Corinna Vinschen wrote:
In theory there should be only one option -l [machine], which prints the
local accounts of the current machine unprefixed (standalone machine) or
prefixed (domain machine), and always prefixed for a foreign machine.
The -L option can just go away.
I disgree.
Why not keep the old behavior of -l/-L for user names of current machine for
those uses cases which rely on it?
You are always free to change the passwd/group files manually:
$ mkpasswd -l | sed -e 's/^[^:]*+//' > /etc/passwd
Of course, and it is good that this is still possible.
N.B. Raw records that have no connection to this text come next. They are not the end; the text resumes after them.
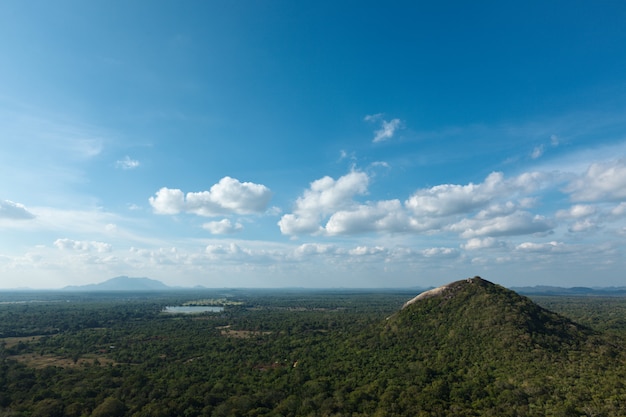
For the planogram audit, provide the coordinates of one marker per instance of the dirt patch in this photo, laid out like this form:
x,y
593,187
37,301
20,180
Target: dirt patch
x,y
240,334
42,361
13,341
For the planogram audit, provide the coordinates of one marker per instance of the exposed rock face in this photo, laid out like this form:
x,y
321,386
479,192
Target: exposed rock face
x,y
440,291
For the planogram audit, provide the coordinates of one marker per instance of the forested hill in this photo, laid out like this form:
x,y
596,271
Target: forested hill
x,y
475,313
470,348
475,348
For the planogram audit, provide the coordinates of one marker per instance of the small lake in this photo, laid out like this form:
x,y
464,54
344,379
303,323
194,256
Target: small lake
x,y
193,309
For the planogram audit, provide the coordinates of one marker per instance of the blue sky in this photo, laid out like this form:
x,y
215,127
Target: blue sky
x,y
315,144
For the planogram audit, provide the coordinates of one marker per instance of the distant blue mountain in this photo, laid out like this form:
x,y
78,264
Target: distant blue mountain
x,y
548,290
122,283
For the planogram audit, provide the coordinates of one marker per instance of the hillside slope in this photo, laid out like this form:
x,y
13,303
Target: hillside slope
x,y
475,348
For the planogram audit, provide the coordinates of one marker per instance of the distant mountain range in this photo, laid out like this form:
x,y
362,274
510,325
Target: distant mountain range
x,y
549,290
123,283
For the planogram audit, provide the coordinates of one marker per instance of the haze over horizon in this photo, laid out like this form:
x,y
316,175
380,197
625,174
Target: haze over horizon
x,y
331,144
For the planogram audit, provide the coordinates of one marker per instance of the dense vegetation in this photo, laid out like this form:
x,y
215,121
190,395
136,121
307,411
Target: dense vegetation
x,y
478,349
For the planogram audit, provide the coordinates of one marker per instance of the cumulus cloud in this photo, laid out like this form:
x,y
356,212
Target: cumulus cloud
x,y
227,196
478,243
82,245
440,253
576,211
14,211
450,199
601,182
495,207
387,128
619,210
583,226
540,247
127,163
518,223
537,152
323,197
222,227
386,216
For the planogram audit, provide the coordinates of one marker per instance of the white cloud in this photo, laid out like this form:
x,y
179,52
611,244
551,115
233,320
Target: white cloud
x,y
583,226
384,216
440,253
387,128
168,201
323,197
554,140
537,152
619,210
329,208
127,163
604,181
82,245
477,243
576,211
222,227
518,223
14,211
540,247
227,196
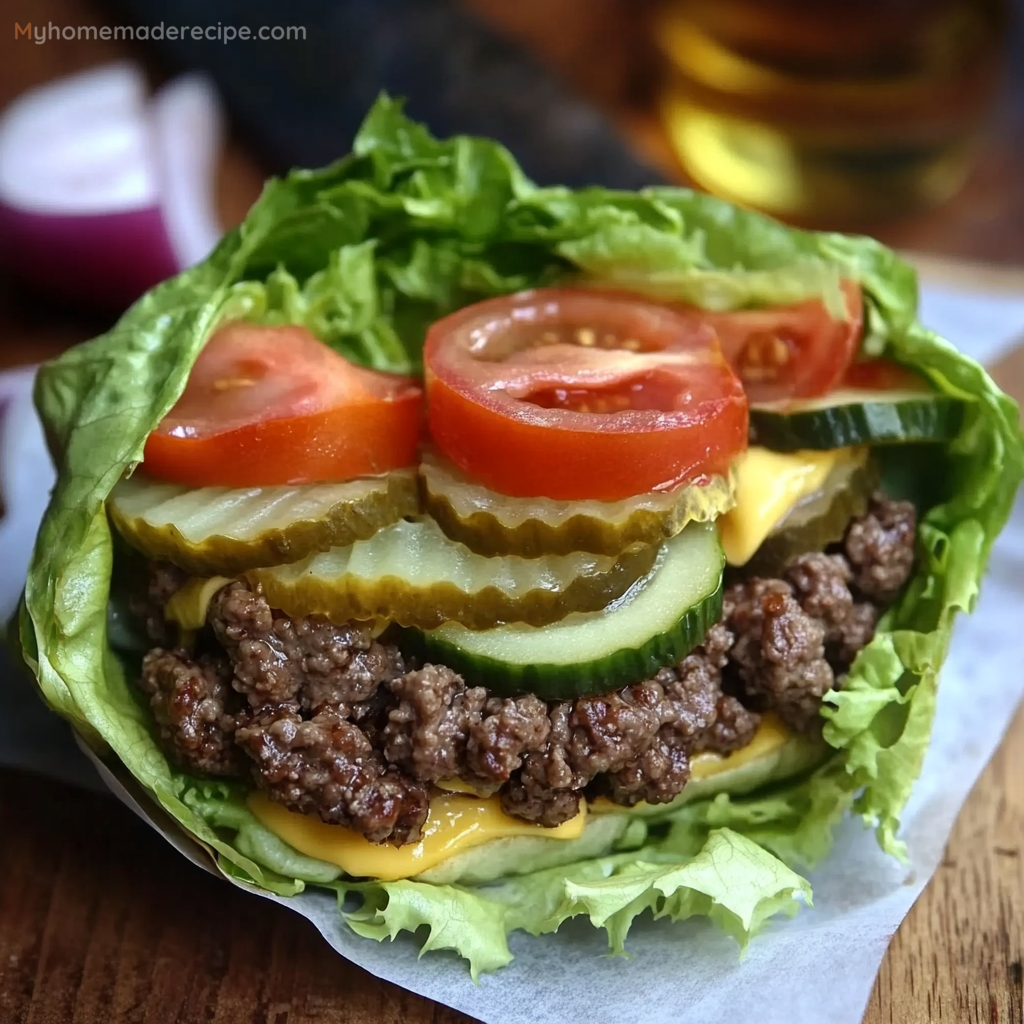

But this would
require that all existing scripts relying on old behavior need to be
changed.
I still don't understand why this backward compatibility break of
"mkpasswd -l" was mandatory.
Most *-config scripts using "mkpasswd -l -u USER" may need to be
changed. Local scripts from Cygwin users which use "mkpasswd -l" may
need to be changed. Scripts tested by maintainers only outside a domain
may no longer work inside a domain.
An IMO better way would be to keep the old "mkpasswd -l" behavior and
invent a new option for the output with the new non-domain/domain prefix
handling.
Then a user would be able to "opt-in" for "local users of a domain
machine always have a prefix" by
$ mkpasswd --the-new-local-option > /etc/passwd
or even simpler:
$ > /etc/mkpasswd
A user could "opt-out" by simply keeping all everything as-is for now :-)
This IMO would provide a much smother migration path.